Зверь

22
18
20
22
24
26
28
30

— Не-е-ет, я — нет, — усмехнулся Нильсен. — Меня они не трогают. Боятся. Во мне кровь шамана, сгубившего их род.

Казалось, Барр уже нечему удивляться, но она снова ошиблась. Шериф Генри Нильсен предстал перед ней совершенно в ином свете. Его любовь к индейским сказкам не была чудачеством, она была в его крови. О том, кто такие шаманы, Эллен знала лишь поверхностно и могла лишь догадываться, какой силой обладал его предок, с которого всё это началось. Несмотря на огромный провал во времени, потомки шамана продолжали нести его бремя рядом с потомками первого Зверя — бок о бок, словно мироздание наказало весь его род за совершенное зло.

— Это брат Эллен. Теперь всё складывается. Его запах слаб, потому что он скрывается за спинами других или его скрывают. Потому я не понял сразу, что их стало больше, — Адам продолжил. — Я уловил чужие следы ещё тогда у часовни, но они оборвались.

Адам ещё раз подтвердил то, в чём Эллен уже успела убедиться. Он был там. Он встретился с ней, но по-своему. Так, как сумел.

— А те двое? — спросил шериф, явно намекая на убитых владельцев красного «Корвета».

— Это он, — Адам украдкой взглянул на Эллен, оценивая её реакцию. Она не шелохнулась.

Они словно вели собственное расследование, вдали от официальных лиц, пока Барр судорожно искала причины его поступка и никак не могла отыскать.

— Он, что, пытался меня защитить?! — Эллен ощутила слабый призрак надежды на то, что её брат остался её братом чуть более, чем на половину. Что она ещё может вернуть его, несмотря ни на что.

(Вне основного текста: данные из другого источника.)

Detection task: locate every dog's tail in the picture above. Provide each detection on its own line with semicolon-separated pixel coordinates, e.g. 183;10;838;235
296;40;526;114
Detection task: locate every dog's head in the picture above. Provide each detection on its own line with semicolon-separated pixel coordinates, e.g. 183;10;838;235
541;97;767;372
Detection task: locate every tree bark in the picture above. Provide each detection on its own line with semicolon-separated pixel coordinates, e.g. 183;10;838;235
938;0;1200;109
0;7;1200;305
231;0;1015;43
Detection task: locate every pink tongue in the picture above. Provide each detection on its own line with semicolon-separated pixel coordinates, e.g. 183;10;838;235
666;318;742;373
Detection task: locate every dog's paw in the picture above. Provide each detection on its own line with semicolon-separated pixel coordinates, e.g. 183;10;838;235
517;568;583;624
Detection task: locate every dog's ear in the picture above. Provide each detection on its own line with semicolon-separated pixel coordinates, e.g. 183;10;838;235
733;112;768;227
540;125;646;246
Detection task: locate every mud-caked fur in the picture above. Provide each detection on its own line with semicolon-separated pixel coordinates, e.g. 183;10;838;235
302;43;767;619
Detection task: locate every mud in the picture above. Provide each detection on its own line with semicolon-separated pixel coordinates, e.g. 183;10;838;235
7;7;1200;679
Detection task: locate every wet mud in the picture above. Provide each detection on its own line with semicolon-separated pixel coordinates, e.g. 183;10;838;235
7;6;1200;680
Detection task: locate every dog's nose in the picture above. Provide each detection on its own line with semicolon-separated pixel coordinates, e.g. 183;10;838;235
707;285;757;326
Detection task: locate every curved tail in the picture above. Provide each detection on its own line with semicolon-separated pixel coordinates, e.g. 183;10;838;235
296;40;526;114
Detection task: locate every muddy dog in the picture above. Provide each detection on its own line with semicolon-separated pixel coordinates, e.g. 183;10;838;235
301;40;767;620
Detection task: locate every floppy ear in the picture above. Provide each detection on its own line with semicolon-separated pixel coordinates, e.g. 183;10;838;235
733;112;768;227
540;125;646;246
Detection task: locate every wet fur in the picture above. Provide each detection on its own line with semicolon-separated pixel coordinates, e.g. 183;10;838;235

— Скорее, срывал зло. Похоже на примитивный акт мести, — ответил шериф.

— Я не понимаю, что он делает, — выдохнула Барр, отчаявшись охватить всю упавшую ей на голову информацию и разложить её по полочкам.

— Он мечется, потому что вы, Эллен, — Нильсен снова ткнул пальцем в её сторону, но без раздражения, а с какой-то почти отеческой досадой, будто к несмышлёному дитя, — вмешиваетесь в то, что вам неподвластно, ищете то, что искать были не должны. Ваш брат погиб для вашего мира, чтобы воскреснуть здесь Зверем. Вернуться к своей сути. Вы тянете его назад, и это очень не нравится его новой семье. Вы теперь много знаете, они хотят избавиться от вас и желательно руками вашего брата. Это станет его сознательным, окончательным выбором и доказательством верности, — и, словно прочитав её мысли, добавил. — Не ищите в этом городе надежду, милая Эллен. Её здесь нет.

Эллен вспомнила свой сон. Он оказался пророческим. Натаниэль изувечил её машину, потому что хотел напугать. Он хотел, чтобы она уехала и бросила попытки его найти, пока её вмешательство в жизнь Форт-Келли не стало для неё фатальным. И Адам не раз просил её об этом. Её упрямству стоит поставить памятник. Лишь бы этот памятник не превратился в гранитный камень над её могилой.

— Я отвезу её в Портленд сегодня же. Присмотришь за лесопилкой? — Адам обратился к шерифу, на ходу натягивая куртку. Он собирался уходить. Нильсен молча кивнул.

— Варгас просил меня не покидать территорию, — напомнила Эллен.

— Я не стану ему помогать, — ответил шериф. — Разберемся позже.

За Бишопом закрылась дверь. Эллен осталась с шерифом один на один.

Она всё так же ощущала неловкость под его испытующим, волчьим взглядом, как тогда в закусочной в день их знакомства. На всё, что было до, Барр теперь смотрела под другим углом. Она заново выстраивала в голове цепочку событий, ужасаясь тому, как стройно укладывались в ней новые факты. Стоило лишь отбросить гонор и скептицизм, чтобы увидеть правду. Стоило просто раскрыть глаза и поверить своим инстинктам. Всё лежало на поверхности, но Эллен предпочла прятать голову в песок, открещиваясь от очевидного своим истеричным «не верю».

— Вы спокойны, — Нильсен скорее озвучил факт, нежели задал вопрос.

— Я опустошена.

Барр старалась не смотреть ему в глаза. Она тяжело опустилась в кресло, неловко задев рёбра, и со свистом втянула воздух сквозь зубы. Единственное, что Эллен хотела прямо сейчас — выспаться, словно мудрый организм пытался отвлечь её от ужаса происходящего на простые потребности, чтобы она не двинулась головой. Все остальное теперь касалось её в той мере, в какой её интересовало, отчего солнце встаёт на востоке, а не на западе. Ей было всё равно.